Vue panoramique et lointaine d'un village devant les montagnes d'Auvergne.
Publié le 05.04.22 - Temps de lecture : 4 minutes

Les zones peu denses, clefs de la transformation énergétique de la France ?

Quels destins post-carbone pour les territoires les moins peuplés ? Architecte et président du directoire d’AREP, Raphaël Ménard mène une réflexion sur le rôle des villes moyennes et des villages dans la transition énergétique du pays. Un rôle souvent sous-évalué.

Alors qu’il est très souvent question de la transition énergétique des métropoles, vous vous intéressez aux « petits pays renouvelables » : pourquoi les zones moins peuplées sont-elles intéressantes à vos yeux ?

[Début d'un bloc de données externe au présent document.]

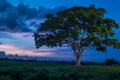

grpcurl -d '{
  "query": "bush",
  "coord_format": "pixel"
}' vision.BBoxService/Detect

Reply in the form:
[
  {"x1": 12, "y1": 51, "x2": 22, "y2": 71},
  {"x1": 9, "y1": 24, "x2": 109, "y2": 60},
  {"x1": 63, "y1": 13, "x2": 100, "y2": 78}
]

Raphaël Ménard : À l’échelle « domestique » des villes et des villages, je crois beaucoup au pouvoir des maires pour agir, être entendus et mobiliser. Et pour l’autonomie des territoires, la question de la « bonne échelle », et celle de la densité adaptée, m’intéresse particulièrement. Il y a une dizaine d’années, dans l’article Dense cities in 2050: the energy option?, j’interrogeais la relation entre densité et énergie. Les acteurs de la ville, confondant parfois densité de forme et intensité d’usage, ont pu prôner la verticalité comme forme de la durabilité… De fait, même si les zones peu denses posent évidemment de sérieuses questions en termes d’accessibilité et de mobilité, elles offrent à l’inverse des opportunités par leurs capacités de captation des flux : énergies, matières, séquestration du carbone… L’urgence écologique – et les crises des années 2020 – nous invitent à explorer rapidement de nouveaux équilibres.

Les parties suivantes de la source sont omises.